有償運送サービスは、許可を受けたバス、タクシーでなければ営業できず、それ以外は違法というのが日本の制度である。
医薬品は、薬局でなければ販売してはならないというのが、日本の制度でもある。医薬品でなければ薬剤師のいないコンビニでも販売してかまわないわけで、健康食品は販売されている。
(厳密には医薬品の種類により規制が異なり、ネット販売も解禁されているが)。

いま日本では、ライドシェアが社会問題化しつつあるが、健康食品と医薬品の関係に似た議論である。
英米では、車庫待ちの輸送サービスは公共輸送ではなく、いわば健康食品であるから、薬局だけではなく薬剤師のいないコンビニでも販売できるがごとく、ミニキャブやブラックカーとして販売されている。
日本では、車庫待ちの輸送サービスも流しの輸送サービスも同じ範疇で扱われており、薬局だけでしか販売でき、薬剤師のいないコンビニでの販売は禁止されているようなものとなっていいるから、タクシー会社でしか販売できない。

これ現行制度に対して車庫待ち輸送サービスは健康食品扱いにして、専門家の薬剤師の必要性はなくしてしまい、そのうえで、薬局では健康食品も販売できるようにしてはという提案が関係業界の中から提案されている。つまり、Ⅱ種の運転免許を不要にして、タクシー会社からの販売は自家用車の運転免許と同じにしてはというのである。

私は、タクシー会社だけの利益を考えるのであれば、その方が得策であり、業界の多数の賛同が得られる提案だと思う。
しかし、世の中は、タクシー会社だけで成立しているわけではない。
健康食品を販売するのに、何故薬局だけでしか行うことができないのか、コンビニでも売らせろと反論されるに違いない。
同じ議論が、車庫待ち営業サービスでも出てくる。タクシー会社だけでなく、ほかの者にもやらせろと言われたときに、合理的な反論ができない。

それどころか、車庫待ち営業だけの輸送会社を設立して許可を受けて、仕事を始める者も出てくるであろう。
薬剤師も不要でロボットが調剤を始めるようになると、その方がミスを犯しやすい人間より安全だという時代が来るかもしれないように、
車の運転も、二種免許保有者の運転よりも、自動運転車の方が事故が少ないとなれば、二種免許制度が瓦解する。それどころか、安全性において、自家用車と変わらなるのであるから、道路運送法制度が不要となる。

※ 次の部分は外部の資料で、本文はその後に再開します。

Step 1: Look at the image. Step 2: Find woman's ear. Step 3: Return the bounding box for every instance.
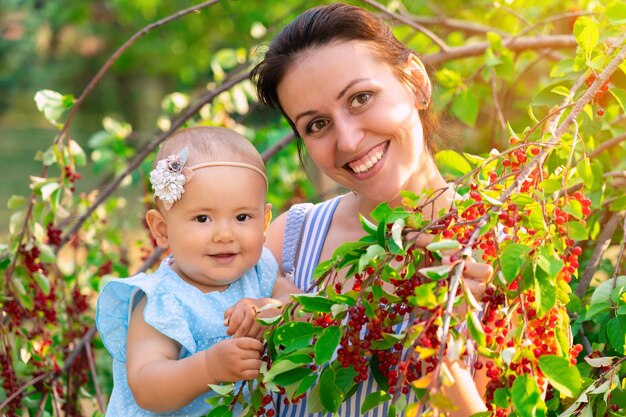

それを見越しているから、今は、車庫待ち営業の二種免許不要論には簡単に組せなく、業界全体にとっても不利益だと判断しているのであろう。
私はその判断の方が業界全体に取っては、正しいのではないかと思う。
ぬけみちをつくれば、簡単に瓦解すると思う。

勿論、私の自論は、車庫待ち営業は公共輸送ではないから、流しと同じように規制することは廃止すべきと思っており、しかるべき規制をかけたうえで、既成業者だけに限らず誰でも等しく営業できるようにすべきであると思っている。勿論中国人も同様に取り扱うのである。

関連記事

🌍🎒 🚖シニアバックパッカーの旅 動画で見る世界人流観光施策風土記 2016年11月2日 チームネクスト合宿 in ニューヨーク 2日目 夜のバスツアー 

旅行の手配をしてくれたJTB職員の勧めで、夜のニューヨーク観光バスツアーに参加した。

記事を読む

no image

googleタクシーの記事

日経新聞にGoogleの無料送迎タクシーの記事が出ていた。概念そのものはすでに周知のことで、私も講義

記事を読む

🌍🎒 🚖シニアバックパッカーの旅 ロンドン配車アプリ調査⑥(まとめ) 人流サードパーティ(3PHL)の将来

人流を考察していると絶えず物流の世界を追いかけていると感じる。コンテナの出現により海運同盟が崩壊し、

記事を読む

看中国2017年12月6日ー12日のインタビュー記事

看中国の山田さんから新聞が贈られてきた。インタビュー記事を載せてもらったからである。中国のな

記事を読む

no image

「相乗り」「乗合」ライドシェア及びタクシー乗り放題制度(「タクシー定期券」)に関する大いなる誤解

2001年『モバイル交通革命』を出版したときに、乗り放題制度を提唱し、その前提にはライドシェアを置い

記事を読む

no image

福岡でウーバー「ライドシェア」の実験開始について

まだ自家用車が庶民のものではない時代に、阿川弘之氏が愛車で赤の他人をピックアップして好意同乗させる随

記事を読む

New 3PHL(Third party human logistics)  Transport app Moovit has arrived in Australia(http://mashable.com/2015/03/30/transport-app-moovit-australia/#:eyJzIjoiZiIsImkiOiJfeW80dTUya2M5cGVmdG95dSJ9)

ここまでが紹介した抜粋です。